What is GNSS and how does it work?
GNSS is often mentioned in connection with PNT. PNT or positioning, navigation, and timing is a broad term used to describe services and systems that provide positioning, navigation and timing capabilities. GNSS is a flavor of PNT service.
Let’s break it down. GNSS stands for Global Navigation Satellite System, which NASA describes as “a space geodesy technique that provides autonomous geospatial positioning with global coverage.” In other words, these are satellite constellations that send global positioning data to a wide range of applications helping pinpoint the locations of objects, static or moving. The signals are freely available for consumer and commercial applications, and encrypted for government and other critical use cases.
Here’s how it works. The satellites are deployed in medium Earth orbit (MEO) from where they broadcast signals containing data to devices. Embedded GNSS receivers in the devices receive and process the data, computing the position of an object relative to the world, time-stamping the events with an approximate 10 nanoseconds of precision.
The process of positioning works across latitude, longitude, and altitude through trilateration. One satellite points to a broad circular area — approximately 35% of the Earth’s surface — where the receiver is located, a second satellite narrows it down to where two circles intersect, and a third satellite pinpoints the precise location where all three circles intersect. A fourth satellite then adds height, allowing the system to calculate altitude as well as position.
History
The GNSS constellations that are in orbit today are: the U.S. Global Positioning System or GPS constellation, developed by the U.S. Department of War (formerly Department of Defense), that has 24 satellites in orbit; Galileo, created and operated by the European Union, and has 26 satellites; the Russian GLONASS, the second operating constellation to provide global coverage, with 25 satellites; and BeiDou or BDS, owned and operated by the Chinese National Space Administration, with 35 satellites.
Additionally, there are two other regional satellite systems — one in Japan called QZSS, and the other in India called NavIC. All of these are medium Earth orbit (MEO) satellites.
The U.S. GPS system was the first of its kind, and as others joined, the term GNSS was coined as an umbrella term to describe this kind of satellite systems. So GPS may be a more commonly used term, but GNSS is the accurate name for the type of service.
Applications
GNSS data is used in a multitude of applications, starting with the military, which is what the first systems were designed for. The data was supposed to be used by military personnel for location awareness.
But soon the technology found its way into an array of civilian and commercial applications.

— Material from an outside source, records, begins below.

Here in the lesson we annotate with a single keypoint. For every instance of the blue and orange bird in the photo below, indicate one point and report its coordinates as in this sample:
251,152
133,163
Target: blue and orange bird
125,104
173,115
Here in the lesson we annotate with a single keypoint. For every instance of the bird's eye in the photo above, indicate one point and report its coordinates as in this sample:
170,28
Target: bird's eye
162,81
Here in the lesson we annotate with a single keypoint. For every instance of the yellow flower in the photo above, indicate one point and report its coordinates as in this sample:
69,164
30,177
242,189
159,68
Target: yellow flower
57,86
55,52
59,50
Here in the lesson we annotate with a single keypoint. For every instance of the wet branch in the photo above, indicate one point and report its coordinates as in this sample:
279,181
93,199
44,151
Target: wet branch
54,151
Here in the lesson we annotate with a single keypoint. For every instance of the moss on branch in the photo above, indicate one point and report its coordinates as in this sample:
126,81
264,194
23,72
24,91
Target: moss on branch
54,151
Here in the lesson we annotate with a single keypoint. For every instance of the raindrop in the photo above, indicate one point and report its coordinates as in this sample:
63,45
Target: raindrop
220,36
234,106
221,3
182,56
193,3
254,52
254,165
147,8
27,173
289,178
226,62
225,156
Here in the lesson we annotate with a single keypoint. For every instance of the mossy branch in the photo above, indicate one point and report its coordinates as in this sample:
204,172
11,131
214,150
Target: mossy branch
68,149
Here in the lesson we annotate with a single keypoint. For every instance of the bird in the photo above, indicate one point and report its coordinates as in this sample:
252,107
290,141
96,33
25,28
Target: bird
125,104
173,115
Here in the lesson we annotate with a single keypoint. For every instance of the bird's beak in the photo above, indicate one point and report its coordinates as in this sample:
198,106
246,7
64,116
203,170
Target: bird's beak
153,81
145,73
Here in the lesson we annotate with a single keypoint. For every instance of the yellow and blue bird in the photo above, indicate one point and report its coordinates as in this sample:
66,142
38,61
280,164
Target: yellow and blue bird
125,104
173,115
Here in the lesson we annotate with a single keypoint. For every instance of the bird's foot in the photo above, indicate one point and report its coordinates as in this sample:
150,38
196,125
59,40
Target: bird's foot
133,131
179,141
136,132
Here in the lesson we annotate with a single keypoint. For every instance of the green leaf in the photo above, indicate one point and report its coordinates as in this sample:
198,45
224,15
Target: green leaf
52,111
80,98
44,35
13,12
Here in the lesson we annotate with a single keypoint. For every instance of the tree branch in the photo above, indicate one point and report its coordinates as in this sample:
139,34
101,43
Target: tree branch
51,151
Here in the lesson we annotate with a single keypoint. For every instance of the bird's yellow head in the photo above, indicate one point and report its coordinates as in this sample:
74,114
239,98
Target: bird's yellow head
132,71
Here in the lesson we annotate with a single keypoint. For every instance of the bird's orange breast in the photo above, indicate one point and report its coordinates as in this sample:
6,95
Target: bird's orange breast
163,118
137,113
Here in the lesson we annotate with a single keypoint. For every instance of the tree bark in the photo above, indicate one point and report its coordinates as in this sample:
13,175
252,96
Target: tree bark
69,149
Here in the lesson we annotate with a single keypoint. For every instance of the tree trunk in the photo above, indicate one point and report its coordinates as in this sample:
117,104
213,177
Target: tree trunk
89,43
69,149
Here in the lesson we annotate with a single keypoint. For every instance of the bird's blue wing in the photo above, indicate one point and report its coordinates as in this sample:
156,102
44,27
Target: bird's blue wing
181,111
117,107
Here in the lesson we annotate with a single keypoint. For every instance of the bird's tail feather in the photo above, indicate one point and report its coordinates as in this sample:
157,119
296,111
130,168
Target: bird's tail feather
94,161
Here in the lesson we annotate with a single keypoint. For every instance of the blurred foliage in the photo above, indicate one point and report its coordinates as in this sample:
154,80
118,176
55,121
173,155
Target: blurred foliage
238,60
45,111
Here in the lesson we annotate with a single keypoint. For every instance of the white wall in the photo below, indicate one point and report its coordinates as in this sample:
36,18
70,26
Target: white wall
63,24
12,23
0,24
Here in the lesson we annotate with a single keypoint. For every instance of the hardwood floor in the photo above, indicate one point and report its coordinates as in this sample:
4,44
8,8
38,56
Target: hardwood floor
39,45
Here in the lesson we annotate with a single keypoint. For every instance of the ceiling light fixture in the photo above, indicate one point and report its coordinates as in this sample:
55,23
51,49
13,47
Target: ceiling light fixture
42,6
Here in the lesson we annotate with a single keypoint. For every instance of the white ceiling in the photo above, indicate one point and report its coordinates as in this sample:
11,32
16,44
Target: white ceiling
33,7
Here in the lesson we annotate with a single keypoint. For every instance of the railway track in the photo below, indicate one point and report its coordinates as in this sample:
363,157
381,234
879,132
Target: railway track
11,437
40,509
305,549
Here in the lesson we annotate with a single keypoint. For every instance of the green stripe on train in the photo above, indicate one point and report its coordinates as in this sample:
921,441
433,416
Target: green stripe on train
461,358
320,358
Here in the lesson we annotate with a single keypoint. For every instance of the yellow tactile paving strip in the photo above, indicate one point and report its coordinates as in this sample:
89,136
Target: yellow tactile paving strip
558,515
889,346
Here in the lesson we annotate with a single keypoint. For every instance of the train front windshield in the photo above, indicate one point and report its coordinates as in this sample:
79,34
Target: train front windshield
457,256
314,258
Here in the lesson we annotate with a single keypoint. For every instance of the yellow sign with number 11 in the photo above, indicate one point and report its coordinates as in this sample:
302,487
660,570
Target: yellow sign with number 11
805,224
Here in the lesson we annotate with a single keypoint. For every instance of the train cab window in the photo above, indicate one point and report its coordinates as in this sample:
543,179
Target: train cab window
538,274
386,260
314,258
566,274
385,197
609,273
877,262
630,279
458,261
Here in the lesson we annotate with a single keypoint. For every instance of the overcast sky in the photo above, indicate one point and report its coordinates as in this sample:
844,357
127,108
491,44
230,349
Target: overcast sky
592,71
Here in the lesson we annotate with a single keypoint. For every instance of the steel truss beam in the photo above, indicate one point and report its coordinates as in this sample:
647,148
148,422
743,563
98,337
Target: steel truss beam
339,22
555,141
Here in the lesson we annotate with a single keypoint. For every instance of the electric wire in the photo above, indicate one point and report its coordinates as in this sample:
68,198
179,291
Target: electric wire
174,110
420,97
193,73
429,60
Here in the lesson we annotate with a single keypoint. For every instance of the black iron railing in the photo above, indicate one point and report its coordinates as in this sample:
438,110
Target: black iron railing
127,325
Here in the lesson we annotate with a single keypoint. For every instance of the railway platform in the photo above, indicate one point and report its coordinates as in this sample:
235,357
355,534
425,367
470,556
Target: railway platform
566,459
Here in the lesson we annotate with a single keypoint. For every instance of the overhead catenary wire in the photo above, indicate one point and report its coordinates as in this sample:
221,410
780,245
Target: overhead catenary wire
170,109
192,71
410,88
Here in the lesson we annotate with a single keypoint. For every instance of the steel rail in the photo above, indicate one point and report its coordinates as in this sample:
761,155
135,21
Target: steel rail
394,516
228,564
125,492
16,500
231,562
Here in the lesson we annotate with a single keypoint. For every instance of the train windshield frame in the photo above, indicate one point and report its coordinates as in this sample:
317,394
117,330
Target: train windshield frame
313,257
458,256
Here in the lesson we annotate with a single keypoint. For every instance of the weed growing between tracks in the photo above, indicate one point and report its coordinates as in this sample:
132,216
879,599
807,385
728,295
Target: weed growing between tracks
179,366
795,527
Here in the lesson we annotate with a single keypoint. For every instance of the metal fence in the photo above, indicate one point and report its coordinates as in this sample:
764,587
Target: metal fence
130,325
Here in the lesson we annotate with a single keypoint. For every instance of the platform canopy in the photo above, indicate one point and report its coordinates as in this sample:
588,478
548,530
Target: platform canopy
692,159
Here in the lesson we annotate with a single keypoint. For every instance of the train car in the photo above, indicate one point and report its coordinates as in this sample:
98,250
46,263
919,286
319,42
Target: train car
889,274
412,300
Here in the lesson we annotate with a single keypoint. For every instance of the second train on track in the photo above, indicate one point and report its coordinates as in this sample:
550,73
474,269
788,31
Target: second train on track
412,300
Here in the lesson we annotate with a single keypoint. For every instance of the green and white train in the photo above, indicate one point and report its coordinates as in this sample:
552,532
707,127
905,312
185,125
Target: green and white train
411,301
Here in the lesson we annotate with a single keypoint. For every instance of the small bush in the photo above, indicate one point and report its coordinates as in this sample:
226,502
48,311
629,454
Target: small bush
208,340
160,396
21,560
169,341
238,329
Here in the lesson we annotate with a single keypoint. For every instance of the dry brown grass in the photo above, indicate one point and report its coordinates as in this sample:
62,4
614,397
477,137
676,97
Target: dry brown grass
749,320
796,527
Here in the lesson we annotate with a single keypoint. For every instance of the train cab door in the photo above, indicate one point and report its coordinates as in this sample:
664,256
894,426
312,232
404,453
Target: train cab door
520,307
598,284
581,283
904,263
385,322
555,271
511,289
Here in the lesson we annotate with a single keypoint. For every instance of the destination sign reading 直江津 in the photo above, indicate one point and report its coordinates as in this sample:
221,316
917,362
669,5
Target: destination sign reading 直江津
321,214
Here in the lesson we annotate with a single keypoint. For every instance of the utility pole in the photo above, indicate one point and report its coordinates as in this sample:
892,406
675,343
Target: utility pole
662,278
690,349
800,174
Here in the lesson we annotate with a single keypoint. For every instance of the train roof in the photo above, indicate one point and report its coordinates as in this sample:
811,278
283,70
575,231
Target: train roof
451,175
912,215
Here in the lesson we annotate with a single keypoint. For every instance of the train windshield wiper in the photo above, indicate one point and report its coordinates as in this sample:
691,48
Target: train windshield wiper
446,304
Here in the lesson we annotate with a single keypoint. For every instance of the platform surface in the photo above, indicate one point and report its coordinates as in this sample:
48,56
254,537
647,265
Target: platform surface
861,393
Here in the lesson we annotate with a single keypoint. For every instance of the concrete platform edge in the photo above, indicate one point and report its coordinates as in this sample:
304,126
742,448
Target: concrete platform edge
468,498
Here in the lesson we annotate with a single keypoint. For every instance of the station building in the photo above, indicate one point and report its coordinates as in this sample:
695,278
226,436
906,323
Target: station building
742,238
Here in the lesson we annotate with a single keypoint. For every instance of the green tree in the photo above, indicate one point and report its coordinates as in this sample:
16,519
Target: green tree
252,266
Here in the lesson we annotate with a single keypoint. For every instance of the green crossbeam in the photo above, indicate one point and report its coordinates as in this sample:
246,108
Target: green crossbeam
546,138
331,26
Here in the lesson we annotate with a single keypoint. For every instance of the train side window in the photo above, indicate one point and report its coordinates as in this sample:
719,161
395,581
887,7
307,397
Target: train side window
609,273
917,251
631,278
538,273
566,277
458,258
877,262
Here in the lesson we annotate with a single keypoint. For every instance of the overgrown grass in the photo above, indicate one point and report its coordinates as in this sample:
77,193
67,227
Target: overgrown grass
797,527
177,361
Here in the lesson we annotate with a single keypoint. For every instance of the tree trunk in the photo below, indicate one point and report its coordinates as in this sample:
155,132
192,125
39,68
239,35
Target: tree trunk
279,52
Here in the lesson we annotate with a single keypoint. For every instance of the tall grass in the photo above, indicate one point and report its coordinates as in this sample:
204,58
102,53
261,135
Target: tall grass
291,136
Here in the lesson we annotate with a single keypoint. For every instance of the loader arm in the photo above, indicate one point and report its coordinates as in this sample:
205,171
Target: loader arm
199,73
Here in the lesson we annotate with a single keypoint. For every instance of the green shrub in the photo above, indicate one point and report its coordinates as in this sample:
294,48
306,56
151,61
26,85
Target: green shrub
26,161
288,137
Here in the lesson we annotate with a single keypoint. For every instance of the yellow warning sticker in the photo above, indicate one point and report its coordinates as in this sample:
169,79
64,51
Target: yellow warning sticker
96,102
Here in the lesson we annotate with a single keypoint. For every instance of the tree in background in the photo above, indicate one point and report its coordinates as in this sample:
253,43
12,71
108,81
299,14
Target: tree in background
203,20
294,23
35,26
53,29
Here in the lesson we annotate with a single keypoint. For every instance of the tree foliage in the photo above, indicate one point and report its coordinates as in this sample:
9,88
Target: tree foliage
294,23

Today, it underpins everything from cars and construction, to shipping, aerospace, agriculture, transportation, and financial systems.
At a high level, GNSS data enables lane-level positioning in autonomous driving; provides high-precision time synchronization in cellular networks and trading platforms; it supports crop mapping and resource optimization in precision agriculture; and in survey and mapping, highly-accurate GNSS data is used for geodetic control, land surveying, and infrastructure monitoring.
GNSS still continues to be a key enabler in the defense sector where troops use GNSS information to track movements of potential targets, feed situational awareness systems, and inform weapon systems.
The Office of Space Commerce estimates that GPS generated $1.4 trillion in the U.S. between its deployment in the 1980s and 2019. However, the study suggests that an outage could potentially cost as much as $1 billion a day, underscoring the extent to its technological dependence.